Thursday, June 2, 2016

MOOCS and more!


I'll slightly deviate from my standard post today.  Instead of talking about ML concepts, we will talk about how (where?) to learn ML concepts.  It is easier to write about mundane life experiences than technical posts where I have to exert extra care for precision’s sake :) .  Writing opinion is clearly easier than writing fact.  So today I'll relax a little, do a stream of consciousness analysis, and write about MOOCs for ML.

Now is a great time to study ML.  Many ML sites provide a lot of educational material to aspiring data scientists.  Even without MOOCs, anyone could get by, as I did before, by bouncing from internet link to internet link of varying degrees of sophistication, clarity, authenticity, and credibility.  However, I paid the price of a slow, disorganized learning progress.

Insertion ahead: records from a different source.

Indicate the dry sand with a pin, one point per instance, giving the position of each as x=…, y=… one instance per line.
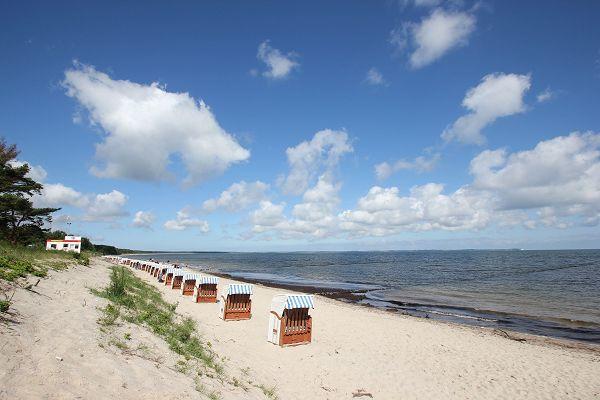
x=354, y=348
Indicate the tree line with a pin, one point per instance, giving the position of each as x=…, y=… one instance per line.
x=21, y=223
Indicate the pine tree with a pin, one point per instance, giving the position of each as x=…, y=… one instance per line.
x=20, y=221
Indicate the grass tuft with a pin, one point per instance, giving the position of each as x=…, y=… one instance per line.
x=137, y=302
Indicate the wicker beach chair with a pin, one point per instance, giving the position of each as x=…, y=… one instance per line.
x=237, y=305
x=169, y=276
x=177, y=279
x=188, y=284
x=289, y=321
x=206, y=289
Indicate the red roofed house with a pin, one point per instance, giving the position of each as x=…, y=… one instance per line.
x=70, y=243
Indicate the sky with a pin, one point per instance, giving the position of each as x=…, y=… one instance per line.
x=298, y=126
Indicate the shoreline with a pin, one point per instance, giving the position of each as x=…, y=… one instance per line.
x=514, y=326
x=57, y=342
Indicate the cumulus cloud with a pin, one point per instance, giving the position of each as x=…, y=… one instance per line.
x=433, y=37
x=555, y=184
x=59, y=195
x=497, y=95
x=420, y=164
x=306, y=159
x=184, y=221
x=563, y=171
x=279, y=65
x=145, y=126
x=106, y=207
x=384, y=211
x=545, y=96
x=375, y=78
x=143, y=219
x=237, y=197
x=314, y=217
x=36, y=172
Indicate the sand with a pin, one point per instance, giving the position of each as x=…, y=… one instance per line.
x=354, y=350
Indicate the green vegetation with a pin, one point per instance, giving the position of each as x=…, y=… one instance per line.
x=20, y=221
x=19, y=262
x=134, y=301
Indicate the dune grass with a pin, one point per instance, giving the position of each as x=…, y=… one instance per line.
x=134, y=301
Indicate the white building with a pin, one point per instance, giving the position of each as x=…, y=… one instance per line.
x=70, y=243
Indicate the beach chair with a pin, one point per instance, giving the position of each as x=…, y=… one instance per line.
x=289, y=321
x=177, y=279
x=188, y=284
x=237, y=305
x=206, y=289
x=161, y=273
x=169, y=276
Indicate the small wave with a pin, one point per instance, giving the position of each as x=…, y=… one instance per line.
x=461, y=316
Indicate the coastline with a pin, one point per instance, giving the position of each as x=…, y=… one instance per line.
x=548, y=309
x=355, y=298
x=354, y=350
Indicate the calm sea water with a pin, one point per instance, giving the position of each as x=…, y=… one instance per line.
x=553, y=293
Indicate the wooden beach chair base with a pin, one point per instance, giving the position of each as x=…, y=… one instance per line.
x=188, y=287
x=207, y=293
x=237, y=307
x=177, y=282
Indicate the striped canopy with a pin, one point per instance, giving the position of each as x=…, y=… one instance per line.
x=299, y=301
x=210, y=280
x=239, y=289
x=187, y=277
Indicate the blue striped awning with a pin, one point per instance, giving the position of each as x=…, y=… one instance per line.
x=211, y=280
x=239, y=289
x=187, y=277
x=299, y=301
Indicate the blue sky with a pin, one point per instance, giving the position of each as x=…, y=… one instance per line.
x=327, y=125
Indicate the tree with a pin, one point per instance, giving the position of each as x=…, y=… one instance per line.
x=20, y=221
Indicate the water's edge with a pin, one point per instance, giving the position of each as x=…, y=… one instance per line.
x=559, y=329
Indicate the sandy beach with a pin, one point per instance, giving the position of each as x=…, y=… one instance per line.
x=50, y=350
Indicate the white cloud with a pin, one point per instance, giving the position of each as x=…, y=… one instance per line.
x=237, y=197
x=36, y=172
x=555, y=184
x=498, y=95
x=314, y=217
x=383, y=211
x=563, y=171
x=145, y=126
x=184, y=221
x=545, y=96
x=434, y=36
x=279, y=65
x=59, y=195
x=375, y=78
x=143, y=219
x=106, y=207
x=420, y=164
x=306, y=159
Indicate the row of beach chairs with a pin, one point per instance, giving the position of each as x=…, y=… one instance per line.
x=290, y=322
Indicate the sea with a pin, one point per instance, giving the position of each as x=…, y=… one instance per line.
x=549, y=293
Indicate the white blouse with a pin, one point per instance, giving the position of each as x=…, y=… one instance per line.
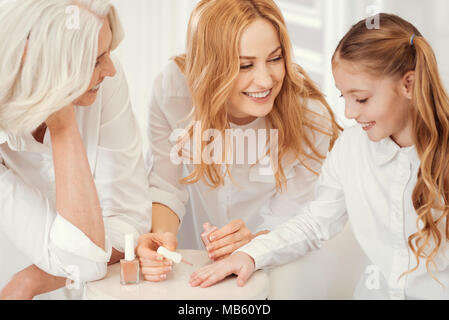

ML is a very wide field.  I think this is what makes it hard for newcomers.  Topics are rarely self-contained.  It demands knowledge of too many different fields to start understanding things.  Without a map, it is easy to get lost and miss important fundamentals.  For example, I kept reading mentions of Random Forests as a very easy and powerful algorithm, but was too focused on convolutional neural networks that I only recently understood RFs.  This is where the guided structure of MOOCs come into play.  Plus we can be spoiled of choices with the many flavors of data science MOOC courses.

In recent weeks, I took (still taking) three MOOCs on ML and data science: Coursera's Machine Learning (Ng's course from Stanford), edX's The Analytics Edge (Bertsimas' course from MITx), and Caltech's Learning from Data (Mostafa's course from Caltech online, previously offered on edX).  Of these three, The Analytics Edge is the 'least' ML and 'most' data science (I am not ready to argue where ML and data science overlap, and if they are distinct to begin with :) ).

I took Mostafa’s course from Caltech's online site as an archive course, and therefore self-paced.  The first two are live courses with deadlines.  The MITx course has a strict weekly deadline, whereas Prof. Ng's course has a loose weekly deadline, and most assignments can be done in one go as long as completed within a final cutoff date.

"Hang on," you might say.  "That’s just three MOOCs.  That counts as 'few', let alone spoiled of choices.  Where’s the variety?"

Well, to beef up on more ML, I also signed up for archived courses on Hastie’s Statistical Learning (Intro to SL using R, not the more advanced Elements of SL), Kohler's Probabilistic Graphical Models, and Hinton's Intro to Neural Networks.  I have high hopes for all these.  The Hastie books on ISL and ESL are too good (and free!).  Kohler is one of the definitive authorities on graphical models, and Hinton is one of the three pillars of deep learning (alongside Bengio and Lecun).  Their courses have to be good material references.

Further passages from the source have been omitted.